在埃及,很多种动物都有它们代表的神。她想,此刻与她对视的,是神圣的瓦吉特女神。她佩戴上装饰蛇形象的项链,其实是神圣的毒蛇围绕着太阳,是瓦吉特在守护她、守护法老、守护太阳神之子。
哈特谢普苏特这样安慰着自己。
可同时,她对现在的局势心知肚明——这一次,她在劫难逃。
紧闭的殿门外,由远及近的传来一个人的脚步声。
咚,咚,咚。
每次落脚的间隔都趋于一致,沉重稳健,从容不迫。
咚,咚,咚。
声音极重,来者是刻意放沉了脚步,好让她听得一清二楚。
哈特谢普苏特闭上了眼睛,有点想笑。成王败寇罢了,他难道还指望——看到她露出惶恐惧怕的丑样吗?
可笑!
她——是埃及帝国十八王朝,名正言顺的第五任法老,虽为女子,但权杖在握。任何时候,她都不可能害怕谁、向谁低头!
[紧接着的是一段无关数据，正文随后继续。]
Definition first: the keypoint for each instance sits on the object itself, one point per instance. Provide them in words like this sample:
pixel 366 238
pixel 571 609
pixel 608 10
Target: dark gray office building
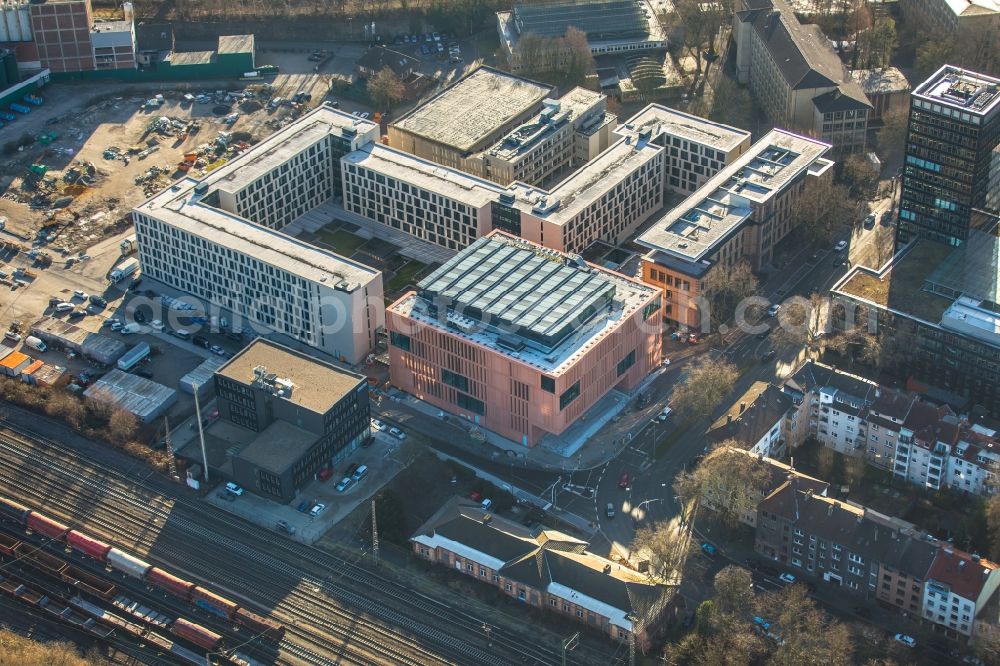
pixel 299 413
pixel 951 165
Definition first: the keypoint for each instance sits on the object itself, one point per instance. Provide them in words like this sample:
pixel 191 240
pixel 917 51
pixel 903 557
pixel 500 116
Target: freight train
pixel 128 565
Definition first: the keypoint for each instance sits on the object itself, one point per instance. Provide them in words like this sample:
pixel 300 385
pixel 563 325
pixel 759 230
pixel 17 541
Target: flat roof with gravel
pixel 318 385
pixel 467 112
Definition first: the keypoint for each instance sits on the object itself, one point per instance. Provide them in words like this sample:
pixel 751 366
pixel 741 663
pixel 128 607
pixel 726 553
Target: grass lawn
pixel 342 242
pixel 404 276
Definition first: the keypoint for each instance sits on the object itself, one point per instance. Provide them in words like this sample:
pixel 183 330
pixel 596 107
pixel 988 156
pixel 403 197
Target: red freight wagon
pixel 195 633
pixel 213 603
pixel 259 625
pixel 91 547
pixel 88 582
pixel 46 526
pixel 8 544
pixel 39 559
pixel 169 583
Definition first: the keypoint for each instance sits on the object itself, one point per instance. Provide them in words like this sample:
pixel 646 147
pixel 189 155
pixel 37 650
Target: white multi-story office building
pixel 197 238
pixel 696 148
pixel 431 202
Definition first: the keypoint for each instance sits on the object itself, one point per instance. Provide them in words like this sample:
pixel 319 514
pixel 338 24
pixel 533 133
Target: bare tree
pixel 723 289
pixel 386 89
pixel 728 480
pixel 666 546
pixel 578 61
pixel 708 381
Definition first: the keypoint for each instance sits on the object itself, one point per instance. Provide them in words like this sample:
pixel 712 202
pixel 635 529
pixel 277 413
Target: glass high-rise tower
pixel 952 162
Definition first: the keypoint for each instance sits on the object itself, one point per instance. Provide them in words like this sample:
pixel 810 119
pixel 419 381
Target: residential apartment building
pixel 191 238
pixel 436 204
pixel 958 586
pixel 290 415
pixel 953 130
pixel 695 148
pixel 520 339
pixel 468 116
pixel 757 422
pixel 569 131
pixel 796 76
pixel 544 569
pixel 739 214
pixel 611 26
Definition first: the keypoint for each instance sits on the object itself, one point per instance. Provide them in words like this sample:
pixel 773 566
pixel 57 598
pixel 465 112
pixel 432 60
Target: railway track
pixel 44 493
pixel 302 593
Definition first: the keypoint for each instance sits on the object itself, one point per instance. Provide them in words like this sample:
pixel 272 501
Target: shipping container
pixel 44 525
pixel 13 510
pixel 259 625
pixel 213 602
pixel 195 633
pixel 130 565
pixel 39 559
pixel 88 582
pixel 8 543
pixel 88 546
pixel 169 583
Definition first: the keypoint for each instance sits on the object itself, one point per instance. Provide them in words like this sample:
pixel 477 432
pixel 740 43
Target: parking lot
pixel 383 460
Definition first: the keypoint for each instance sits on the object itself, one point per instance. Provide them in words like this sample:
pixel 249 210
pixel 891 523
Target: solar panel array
pixel 534 295
pixel 601 20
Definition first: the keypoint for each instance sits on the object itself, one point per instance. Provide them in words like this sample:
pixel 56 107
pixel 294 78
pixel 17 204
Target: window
pixel 399 340
pixel 626 363
pixel 569 395
pixel 454 379
pixel 470 403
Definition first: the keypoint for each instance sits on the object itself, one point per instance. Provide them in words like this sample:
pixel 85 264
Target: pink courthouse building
pixel 522 339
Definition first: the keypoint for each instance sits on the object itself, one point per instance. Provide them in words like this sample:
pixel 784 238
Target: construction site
pixel 73 174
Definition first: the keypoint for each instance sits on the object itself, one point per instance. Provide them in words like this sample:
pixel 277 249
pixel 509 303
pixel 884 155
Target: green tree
pixel 707 383
pixel 386 89
pixel 727 480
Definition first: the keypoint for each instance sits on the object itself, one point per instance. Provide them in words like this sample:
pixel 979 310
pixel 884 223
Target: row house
pixel 874 556
pixel 545 569
pixel 757 422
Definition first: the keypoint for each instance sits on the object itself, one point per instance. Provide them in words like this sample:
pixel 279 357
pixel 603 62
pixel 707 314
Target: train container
pixel 45 525
pixel 169 583
pixel 39 559
pixel 88 582
pixel 130 565
pixel 8 543
pixel 213 603
pixel 195 633
pixel 13 510
pixel 259 625
pixel 88 546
厚重的石门被一把推开,来人显然力大无穷。等他慢慢走近,走到神阶之下,哈特谢普苏特才不紧不慢的睁眼。
果不其然,是他,她名义上的“好儿子”——图特摩斯。
很快,他就会成为下一任法老,然后在名字后加上两个字,成为“图特摩斯三世”。终究还是将他父亲——图特摩斯二世的血脉,延续了下去。
她早前的所有未雨绸缪,终是败给了他的狼子野心。
但是此刻,两人相距几十凳长阶,她哈特谢普苏特在上,他图特摩斯在下,终究是尊卑有分。
所以,哈特谢普苏特没有开口,一双美丽的眼睛,似笑非笑的盯着他。
图特摩斯,距离上次哈特谢普苏特见到他,已经过去一年。他没什么变化,鬓若刀裁,眉如黑漆,目比寒星。面部线条硬朗却不失俊美,身形伟岸高大,从微敞的衣襟看,胸膛上隐约露出刀疤的痕迹。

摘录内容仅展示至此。